Ces paroles sont pour nous tous un enseignement. Instruisons-nous ! « Je t’en conjure devant Dieu et devant Jésus-Christ, qui doit juger les vivants et les morts et au nom de son apparition et de son royaume, prêche la parole, insiste en toute occasion, favorable ou non, reprends, censure, exhorte, avec toute douceur et en instruisant … ». Il est encore temps Timothée, il est encore temps. « Car il viendra un temps où les hommes ne supporteront pas la saine doctrine; mais, ayant la démangeaison d’entendre des choses agréables ils se donneront une foule de docteurs selon leurs propres désirs, détourneront l’oreille de la vérité, et se tourneront vers les fables » 2 Timothée 4:1-4. Quelque part dans les profondeurs de notre intérieur se cache une question pertinente que nous étouffons si souvent par crainte d’une réponse honnête. Il est difficile d’échapper aux regards du vieux Paul qui exhorte ainsi : « C’est pourquoi je t’exhorte à ranimer le don de Dieu que tu as reçu par l’imposition de mes mains. Car ce n’est pas un esprit de timidité que Dieu nous a donné mais un esprit de force, d’amour et de sagesse. N’aie donc point honte du témoignage à rendre à notre Seigneur, ni de moi, son prisonnier, mais souffre avec moi pour l’Evangile, par la puissance de Dieu » (2 Timothée 1:6). Je t’exhorte à ranimer le don en toi, regarde ! Ta lampe s’éteint !
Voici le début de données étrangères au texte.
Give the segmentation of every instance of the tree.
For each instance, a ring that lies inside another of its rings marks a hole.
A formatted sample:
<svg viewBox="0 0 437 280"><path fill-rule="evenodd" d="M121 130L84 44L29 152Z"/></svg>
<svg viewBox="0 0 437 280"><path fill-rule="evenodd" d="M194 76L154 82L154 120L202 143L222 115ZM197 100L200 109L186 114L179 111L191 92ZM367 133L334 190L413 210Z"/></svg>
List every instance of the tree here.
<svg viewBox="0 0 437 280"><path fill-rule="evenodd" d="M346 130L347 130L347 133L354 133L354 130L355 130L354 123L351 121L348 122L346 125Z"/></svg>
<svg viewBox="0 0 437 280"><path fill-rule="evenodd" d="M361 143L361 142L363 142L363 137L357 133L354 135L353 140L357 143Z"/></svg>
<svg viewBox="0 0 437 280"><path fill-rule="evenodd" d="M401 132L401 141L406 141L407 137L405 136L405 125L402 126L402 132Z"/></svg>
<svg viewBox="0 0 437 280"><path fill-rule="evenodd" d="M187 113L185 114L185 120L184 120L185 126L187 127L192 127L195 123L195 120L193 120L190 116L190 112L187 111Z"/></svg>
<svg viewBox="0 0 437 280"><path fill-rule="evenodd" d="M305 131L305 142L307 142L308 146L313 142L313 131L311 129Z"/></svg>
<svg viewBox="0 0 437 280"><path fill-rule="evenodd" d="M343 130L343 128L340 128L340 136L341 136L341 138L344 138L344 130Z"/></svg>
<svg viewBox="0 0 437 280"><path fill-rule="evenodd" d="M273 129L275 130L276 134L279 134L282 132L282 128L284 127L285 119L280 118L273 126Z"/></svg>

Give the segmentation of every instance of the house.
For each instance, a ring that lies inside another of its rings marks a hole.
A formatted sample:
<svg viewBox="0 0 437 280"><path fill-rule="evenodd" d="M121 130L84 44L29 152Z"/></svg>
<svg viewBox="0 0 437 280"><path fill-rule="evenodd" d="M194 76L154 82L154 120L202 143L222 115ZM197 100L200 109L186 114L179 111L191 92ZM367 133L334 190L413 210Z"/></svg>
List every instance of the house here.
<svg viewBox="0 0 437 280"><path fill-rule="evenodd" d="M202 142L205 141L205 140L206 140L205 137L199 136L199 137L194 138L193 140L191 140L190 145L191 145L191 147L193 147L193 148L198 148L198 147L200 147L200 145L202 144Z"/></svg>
Pourquoi tant de lectures, de méditations, de kilomètres parcourus pour quelques jours ? Pourquoi tant de poignées de mains, de sourires ? Est-ce pour croître, pour approfondir notre connaissance des Ecritures ? Certainement pas cela seulement, mais pour quitter notre fauteuil confortable, le bureau de nos affaires quotidiennes et nous mettre de nouveau dans les rangs avec toutes les armes, pour reprendre des forces. Afin de s’encourager réciproquement à mettre la Parole de Dieu en pratique, et pour être à la fin fortifiés dans la foi.

Notre foi.

Dans le livre de Job, Satan s’informe précisément à son sujet : « Est-ce d’une manière désintéressée que Job craint Dieu ? Ne l’as-tu pas protégé, lui, sa maison, et tout ce qui est à lui ? » C’est un des passages les plus classiques des Ecritures, qui nous montre le problème des chrétiens dans le monde. Est-ce que j’aime le Seigneur parce qu’Il est bon, miséricordieux ? Est-ce que je lui fait confiance, parce qu’Il est mon Père Céleste ? Croyons-nous en Lui, parce que nous désirons être sauvés ? Nous réjouissons-nous en Jésus-Christ, parce que nous voyons en Lui la seule lumière qui conduit au Père, notre seule joie ? Toutefois si nous servons le Seigneur parce que tout va bien, parce que nous espérons qu’il nous protégera de tout le mal de ce siècle, qu’Il nous comblera de richesses, de joie, d’amis, si nous possédons quelques-unes de ces choses, alors notre foi n’est pas véritable. Satan suggère : « Mais, étends ta main, touche à tout ce qui lui appartient, et je suis sûr qu’il te maudit en face ». C’est là une citation purement et simplement satanique.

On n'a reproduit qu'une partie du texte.